Я присмотрелся: вокруг, в подвале, плечом к плечу, но не толкаясь, свободно стояли такие же, как я, сняв накладные усы, и я с облегчением, открыто, свободно, полностью распустил губу — наконец-то со мною рядом, впереди меня и теперь уже сзади были только свои.

Сзади входили все время и молча, но я их чувствовал. Ряды становились плотнее, я искал глазами Анания Павловича, Зику или кого-нибудь из знакомых, кто был здесь в среду, когда и я, два месяца назад, но знакомые лица не попадались. Со всех сторон я слышал покашливание, ворочание, шорохи, постоянное, непрерывное шевеление все прибывающей толпы.

Кого они ждут, — подумал я. — Почему передние никуда не проходят?! Послушайте! — хотел я сказать, — здесь пахнет газом. Господи, это запах газа!

Да стой ты спокойно, — наконец услышал я (и было мне непонятно: ответили вслух или это я услышал мысленно). — Глупости какие. Жди и не двигайся, это не газ.

Ощущение было такое, словно у меня из ушей внезапно вытащили затычки, потому что весь подвал кричал!

Только во вторую секунду, оглушенный, посмотрев кругом на лица, я понял, что все молчат по-прежнему, а это я слышу по-другому (так же, наверно, как они слышат стоящих рядом) — внутренние голоса.

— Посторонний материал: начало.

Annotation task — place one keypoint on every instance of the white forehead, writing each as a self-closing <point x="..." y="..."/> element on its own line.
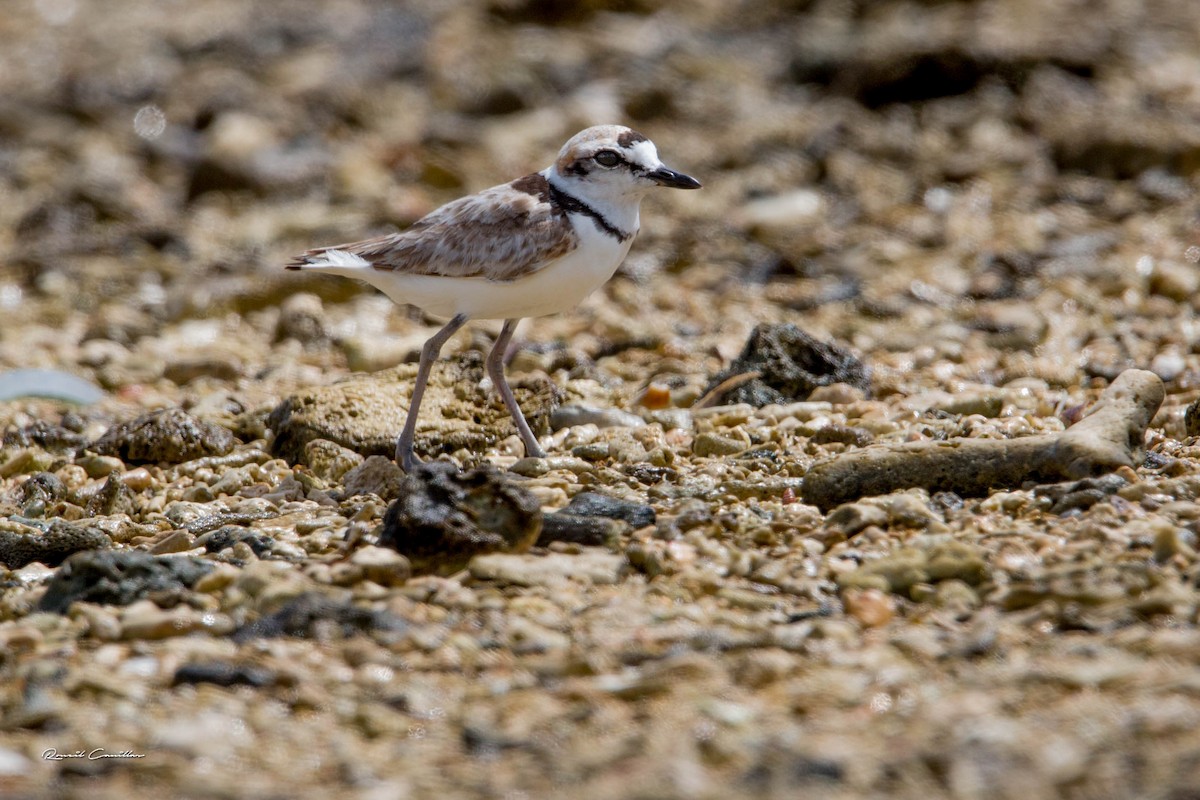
<point x="643" y="152"/>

И самым отчетливым среди них был явно читающий что-то немолодой вздрагивающий голос:

«…на территории нынешних европейских государств. Что предполагает вступление в следующую эпоху, условно обозначаемую…»

По рядам! — услышал я сзади так же отчетливо, настойчиво, как приказ. — Передайте. Из лагеря Кирилла выпустили. Передайте по рядам! Передавайте по рядам.

Я обернулся. Наконец было знакомое лицо, по-моему это был самый из них высокий — один из трех курсантов мореходки, что приносили когда-то мумие, только теперь без мичманки с узким козыречком, и все нашивки и якорь на рукаве его были срезаны.

Передавайте по рядам! — он смотрел прямо на меня, но не узнавая явно. — Кирилла выпустили.

Я передал, не представляя, по каким рядам распространяется эта связь, передал мысленно вперед и на всякий случай соседу с левой стороны о том, что Кирилла выпустили.

С левой стороны у меня теперь, в двигающейся, по-видимому, все время и незаметно толпе, оказалась женщина средних лет, худощавая и небольшого роста. Ее я тоже вдруг узнал: она приходила к Ананию Павловичу давно, самая первая, и даже фамилию ее вдруг припомнил — Мусафирова.

Совершенно плоское у нее было лицо, монгольские глаза и седая челка, а под носом очень выпуклая и уже в вертикальных морщинках как будто бы нашлепка.

(Я еще помнил, что прежде, когда Мусафирова говорила, то верхние зубы у нее, у бедняги, выдавались вперед. Но теперь мы с ней разговаривали мысленно, и улыбалась она сейчас, не показывая мне зубов.)

Двести грамм, — не разжимая губ, улыбалась мне Мусафирова, — это в день съедать четыре коробки, и в каждой коробке по пятьдесят грамм. Весь порошок разводят в воде, надо три раза слить и прокипятить, получается чистый кальций, почти чистый для формирования твердой скорлупы.